Das europäische Nachlasszeugnis

 

In Deutschland wird der Nachweis der Erbfolge durch Erbschein oder notarielles Testament mit Eröffnungsprotokoll des Nachlassgerichts

geführt.

 

Bei Vermögen im Ausland oder mehreren Staatsangehörigkeiten des Erblassers, gab es bislang Probleme bei der Frage, für welche Teile des

Nachlasses welches nationale Erbrecht anwendbar ist und wie die Erbfolge in einem anderen Staat nachgewiesen werden kann.

 

Hier führt die Europäische Erbrechtsverordnung (EU-ErbVO) innerhalb Europas zu einer Vereinheitlichung. Nach der EU-ErbVO findet

auf den gesamten Nachlass das Erbrecht des Staates Anwendung, in dem der Erblasser seinen letzten gewöhnlichen Aufenthalt hatte,

wenn er nicht in einem Testament oder Erbvertrag durch eine sogenannte Rechtswahlklausel das Erbrecht seines Heimatstaates gewählt hat.

 

Die EU-ErbVO führt ab 2015 als Erleichterung das „europäische Nachlasszeugnis“ (ENZ) ein. Das „ENZ“ ist ein Erbnachweis wie ein

Erbschein und gilt in allen Staaten der EU. Damit kann der Nachweis der Erbfolge gegenüber Behörden, Gerichten usw. in allen Staaten

der EU geführt werden. Die Möglichkeit in Deutschland die Erbfolge durch Erbschein oder notarielle Verfügung von Todes wegen in

Verbindung mit dem Eröffnungsprotokoll des Nachlassgerichts nachzuweisen, bleibt unberührt.

 

Die Zuständigkeit für die Ausstellung des „ENZ“ bestimmt sich nach dem nationalen Recht des Staates, in dem der Erblasser seinen

letzten Aufenthalt hatte.
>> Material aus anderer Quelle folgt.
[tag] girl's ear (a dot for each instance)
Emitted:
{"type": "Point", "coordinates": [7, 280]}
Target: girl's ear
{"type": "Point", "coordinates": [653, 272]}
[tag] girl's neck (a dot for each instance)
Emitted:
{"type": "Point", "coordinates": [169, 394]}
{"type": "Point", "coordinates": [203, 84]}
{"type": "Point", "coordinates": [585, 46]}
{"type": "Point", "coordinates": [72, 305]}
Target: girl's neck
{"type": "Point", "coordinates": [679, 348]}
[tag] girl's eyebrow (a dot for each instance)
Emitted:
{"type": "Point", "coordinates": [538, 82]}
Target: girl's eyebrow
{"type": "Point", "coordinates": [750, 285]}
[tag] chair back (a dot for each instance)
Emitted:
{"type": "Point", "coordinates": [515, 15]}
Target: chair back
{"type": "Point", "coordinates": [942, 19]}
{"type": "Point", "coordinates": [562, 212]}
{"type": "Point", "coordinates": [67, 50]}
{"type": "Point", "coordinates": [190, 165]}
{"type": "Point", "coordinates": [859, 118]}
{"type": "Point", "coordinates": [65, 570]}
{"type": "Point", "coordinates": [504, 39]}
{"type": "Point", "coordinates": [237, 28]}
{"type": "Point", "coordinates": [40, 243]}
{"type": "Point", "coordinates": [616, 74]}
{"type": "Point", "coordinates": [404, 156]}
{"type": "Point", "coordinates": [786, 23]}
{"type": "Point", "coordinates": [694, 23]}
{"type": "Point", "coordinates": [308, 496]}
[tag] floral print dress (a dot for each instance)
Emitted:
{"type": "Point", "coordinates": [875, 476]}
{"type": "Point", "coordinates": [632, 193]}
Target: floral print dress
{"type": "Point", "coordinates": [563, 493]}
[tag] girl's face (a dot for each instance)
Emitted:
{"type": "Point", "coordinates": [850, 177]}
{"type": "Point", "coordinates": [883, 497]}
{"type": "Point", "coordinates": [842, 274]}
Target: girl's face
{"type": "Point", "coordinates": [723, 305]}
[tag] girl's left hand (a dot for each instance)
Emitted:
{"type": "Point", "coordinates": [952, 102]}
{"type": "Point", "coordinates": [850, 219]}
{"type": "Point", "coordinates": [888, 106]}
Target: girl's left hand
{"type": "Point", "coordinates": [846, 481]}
Der Erblasser kann aber mit den Erben, z.B. in einem Erbvertrag eine Vereinbarung treffen, wonach für die

Ausstellung des „ENZ“ die Behörde seines Heimatstaates zuständig sein soll.

 

Das „ENZ“ gilt nur für die Dauer von sechs Monaten. Es kann verlängert oder neu ausgestellt werden.

 

Das „ENZ“ bringt nicht nur Vereinfachungen, sondern eröffnet neue Probleme. Zum Beispiel ist die güterrechtliche Erhöhung

der Erbquote des Ehegatten nach § 1371 BGB in ausländischen Staaten nicht bekannt und wird von ausländlichen Behörden

vermutlich nicht in das „ENZ“ aufgenommen. Dadurch könnte der überlebende Ehegatte eines Paares, das zeitweise im Ausland lebt,

plötzlich ¼ seiner Erbquote verlieren, wenn er nicht entsprechende Vorsorge mit Rechtswahlklauseln und

Zuständigkeitsbestimmungen getroffen hat.

 

Bei Auslandsbezug besteht erhöhter Beratungsbedarf durch einen Spezialisten. Wenn Bürger Regelungen getroffen haben, die der Staat,

in dem sie sich zum Schluss aufhalten, nicht kennt, müssen Verfügungen von Todes wegen dringend überarbeitet werden.